Selected British Literary Prizes

Author

Jo Hardin

Published

October 28, 2025

Code
library(tidyverse) # ggplot, lubridate, dplyr, stringr, readr...
library(praise)
library(ggsankey)
library(patchwork)

The Data

This week we are exploring data related to the Selected British Literary Prizes (1990-2022) dataset which comes from the Post45 Data Collective.

“This dataset contains primary categories of information on individual authors comprising gender, sexuality, UK residency, ethnicity, geography and details of educational background, including institutions where the authors acquired their degrees and their fields of study. Along with other similar projects, we aim to provide information to assess the cultural, social and political factors determining literary prestige. Our goal is to contribute to greater transparency in discussions around diversity and equity in literary prize cultures.”

Additional metadata discussion relating to the ethnicity, gender and sexuality, and educational classification variables is available on the Post45 site. Follow them on BlueSky at @post45data.bsky.social, and here on GitHub at @Post45-Data-Collective.

Thank you to Georgios Karamanis for the dataset suggestion!

In relation to ethical considerations, the authors note that…

“All of the information in this dataset is publicly available. Information about a writer’s location, gender identity, race, ethnicity, or education from scholarly and public sources can be sensitive.

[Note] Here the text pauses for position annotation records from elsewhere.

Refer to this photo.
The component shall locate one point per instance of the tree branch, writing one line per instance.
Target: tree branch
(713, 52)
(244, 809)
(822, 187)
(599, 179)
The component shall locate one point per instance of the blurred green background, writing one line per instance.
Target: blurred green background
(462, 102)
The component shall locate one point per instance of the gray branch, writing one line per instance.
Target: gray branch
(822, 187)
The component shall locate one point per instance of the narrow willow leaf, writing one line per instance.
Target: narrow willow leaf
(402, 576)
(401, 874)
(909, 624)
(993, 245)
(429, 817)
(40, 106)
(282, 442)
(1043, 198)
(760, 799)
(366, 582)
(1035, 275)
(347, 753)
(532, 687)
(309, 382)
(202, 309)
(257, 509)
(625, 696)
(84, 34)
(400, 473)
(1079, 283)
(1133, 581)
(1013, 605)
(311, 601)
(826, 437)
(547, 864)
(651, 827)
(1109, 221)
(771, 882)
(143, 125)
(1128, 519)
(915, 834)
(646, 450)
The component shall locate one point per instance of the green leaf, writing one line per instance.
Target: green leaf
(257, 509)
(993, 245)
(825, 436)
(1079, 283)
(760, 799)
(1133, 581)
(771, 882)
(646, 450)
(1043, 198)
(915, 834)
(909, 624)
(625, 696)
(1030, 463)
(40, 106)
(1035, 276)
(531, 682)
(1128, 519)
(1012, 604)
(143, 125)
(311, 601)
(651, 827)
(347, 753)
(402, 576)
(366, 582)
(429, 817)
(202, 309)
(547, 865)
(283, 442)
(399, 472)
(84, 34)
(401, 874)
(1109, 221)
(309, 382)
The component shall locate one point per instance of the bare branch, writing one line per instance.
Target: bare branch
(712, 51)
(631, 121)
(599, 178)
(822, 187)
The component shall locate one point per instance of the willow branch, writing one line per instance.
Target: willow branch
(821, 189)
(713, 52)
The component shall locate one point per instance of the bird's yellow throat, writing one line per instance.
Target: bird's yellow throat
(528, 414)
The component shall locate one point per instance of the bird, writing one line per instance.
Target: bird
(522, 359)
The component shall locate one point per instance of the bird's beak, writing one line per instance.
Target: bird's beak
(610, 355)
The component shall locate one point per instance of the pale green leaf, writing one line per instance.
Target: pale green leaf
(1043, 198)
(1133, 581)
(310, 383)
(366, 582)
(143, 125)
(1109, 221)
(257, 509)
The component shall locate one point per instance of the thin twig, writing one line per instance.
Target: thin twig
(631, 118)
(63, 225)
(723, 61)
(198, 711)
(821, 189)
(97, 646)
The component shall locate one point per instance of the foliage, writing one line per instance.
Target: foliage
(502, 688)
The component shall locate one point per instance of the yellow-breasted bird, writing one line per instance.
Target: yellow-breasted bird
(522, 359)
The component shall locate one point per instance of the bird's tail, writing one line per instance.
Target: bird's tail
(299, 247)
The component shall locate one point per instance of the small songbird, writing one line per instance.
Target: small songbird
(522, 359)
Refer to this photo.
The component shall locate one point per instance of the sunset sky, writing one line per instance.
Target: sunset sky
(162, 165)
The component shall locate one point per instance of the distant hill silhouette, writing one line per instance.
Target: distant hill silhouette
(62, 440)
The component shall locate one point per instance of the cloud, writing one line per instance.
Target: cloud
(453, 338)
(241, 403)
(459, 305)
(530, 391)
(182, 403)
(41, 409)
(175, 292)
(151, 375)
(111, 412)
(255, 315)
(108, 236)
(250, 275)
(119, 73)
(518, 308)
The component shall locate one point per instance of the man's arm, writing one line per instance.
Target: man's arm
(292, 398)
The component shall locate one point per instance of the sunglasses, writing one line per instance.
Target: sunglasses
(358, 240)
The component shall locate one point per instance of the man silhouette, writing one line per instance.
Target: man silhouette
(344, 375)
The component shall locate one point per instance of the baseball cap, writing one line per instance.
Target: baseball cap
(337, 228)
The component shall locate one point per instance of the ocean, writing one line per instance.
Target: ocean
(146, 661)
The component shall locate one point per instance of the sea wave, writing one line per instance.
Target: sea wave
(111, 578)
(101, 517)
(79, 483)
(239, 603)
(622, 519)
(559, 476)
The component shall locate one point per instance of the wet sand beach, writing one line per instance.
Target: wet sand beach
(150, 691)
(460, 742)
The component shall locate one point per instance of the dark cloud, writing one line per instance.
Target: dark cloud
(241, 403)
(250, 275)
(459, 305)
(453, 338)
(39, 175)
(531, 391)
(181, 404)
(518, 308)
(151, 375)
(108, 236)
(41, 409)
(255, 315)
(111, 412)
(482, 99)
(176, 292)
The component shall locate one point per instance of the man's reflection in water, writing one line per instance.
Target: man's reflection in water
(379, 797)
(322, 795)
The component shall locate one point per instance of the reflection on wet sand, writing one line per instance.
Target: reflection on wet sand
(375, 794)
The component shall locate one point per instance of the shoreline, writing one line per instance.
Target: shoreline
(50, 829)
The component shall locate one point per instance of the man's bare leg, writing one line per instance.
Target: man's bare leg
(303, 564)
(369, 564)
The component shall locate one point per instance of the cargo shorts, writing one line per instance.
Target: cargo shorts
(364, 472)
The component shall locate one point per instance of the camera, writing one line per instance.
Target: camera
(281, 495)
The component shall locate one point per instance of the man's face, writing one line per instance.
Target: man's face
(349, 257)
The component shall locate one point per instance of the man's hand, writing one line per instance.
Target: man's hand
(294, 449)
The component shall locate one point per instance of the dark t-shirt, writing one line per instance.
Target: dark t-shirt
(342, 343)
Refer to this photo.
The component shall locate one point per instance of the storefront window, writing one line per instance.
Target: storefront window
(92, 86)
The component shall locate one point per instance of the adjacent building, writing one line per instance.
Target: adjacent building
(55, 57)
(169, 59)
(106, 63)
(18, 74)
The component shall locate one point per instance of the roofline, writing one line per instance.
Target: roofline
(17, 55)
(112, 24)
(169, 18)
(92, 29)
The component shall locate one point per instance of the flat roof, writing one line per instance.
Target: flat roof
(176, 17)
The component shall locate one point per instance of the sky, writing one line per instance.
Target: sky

The data provided here enables the study of broad patterns and is not intended as definitive.”

  • In which genres are women, Black, Asian and ethnically diverse writers most likely to be shortlisted and/or awarded?
  • Have prizes improved their record on gender and/or ethnic representation in shortlists and awardees?
  • Is there a connection between specific educational credentials and/or educational institutions and writers’ chances of being shortlisted or winning?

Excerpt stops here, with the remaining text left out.